Spring break this year was a blast, although the fishing was a bit tough. Over forty hours in the car brought us to the Smoky Mountains, South Carolina, and Florida. I wish I could say we caught tons of fish, but it was great just to go fishing.

For some reason, ever since I started fly fishing I have wanted to fish in the Smoky Mountains. The videos of brookies smashing dry flies, and the pictures of small mountain streams with pockets and pools just begging to be fished captured my mind. When we drove through them I just had to stop and fish, even for just a few minutes. The weather was not on my side, as it rained almost all day, just enough to prevent fishing. However, there was a brief window of opportunity when the rain lightened as we drove by a stream. A small bead head tempted one small trout in the fifteen minutes I had to fish, but he popped off.

South Carolina brought saltwater fishing in tidal pools and creeks adjacent to a jetty. Redfish would go into these creeks and pools at high tide to escape the dolphins. One problem. It wasn’t high tide when we had time to fish. There were still some fish, but it made for a tough day that ended without any fish caught and only a small pod of reds tailing at the other end of a pool for a few seconds.

The fish gave us the hard treatment again on our second day of fishing and kayaking in a salt marsh, but it was not as harsh as last time All three of us tried dredging the creeks and channels with no luck, but I did manage to hook into a hard fighting redfish. I was dragging a rabbit pattern along the bottom of a pool when all of a sudden the line came to life. A strip set later the reel was screaming with a refish on the other end. However, my luck was about to change. After two minutes of runs and hard pulls the line went limp just as I was tiring the fish out. Nothing seemed to be going our way.

The next time I picked up a fly rod was on a brackish lake in the Florida panhandle. Braden and Noah chose not to fish, but to hang out on the beach and I can’t blame them.
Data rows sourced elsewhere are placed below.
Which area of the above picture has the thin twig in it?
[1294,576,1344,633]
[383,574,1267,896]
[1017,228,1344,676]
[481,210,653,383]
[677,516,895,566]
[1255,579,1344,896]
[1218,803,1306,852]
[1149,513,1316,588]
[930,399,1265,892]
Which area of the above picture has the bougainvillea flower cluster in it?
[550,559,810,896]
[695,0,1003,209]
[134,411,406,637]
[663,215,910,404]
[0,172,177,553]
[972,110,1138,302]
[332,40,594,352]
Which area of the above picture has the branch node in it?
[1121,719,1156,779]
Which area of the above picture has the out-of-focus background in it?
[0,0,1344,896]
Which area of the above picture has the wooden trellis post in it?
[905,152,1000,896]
The coastal “dune” lake connects to the ocean for part of the year, but had been closed off for some time. Near the ocean the water was brackish, but it became fresh as it got farther inland. Dredging flies near the outlet didn’t pan out, so Dad and I drove farther inland to try another spot. A deep, narrow channel bordered by shallow flats and partially submerged grass greeted us. This looked good. After an hour of fishing various flies the only action was a lazy swat at a small popper. Things were looking grim. At this point I was desparate. Even a small bass would be awesome. I tied on a yellow deer hair bug hoping to catch one. After several casts along the weeds I was rewarded with an explosion on the surface. A frisky one pound largemouth had inhaled the bug. It wasn’t the redfish I was hoping for on this trip but it sure beat getting skunked.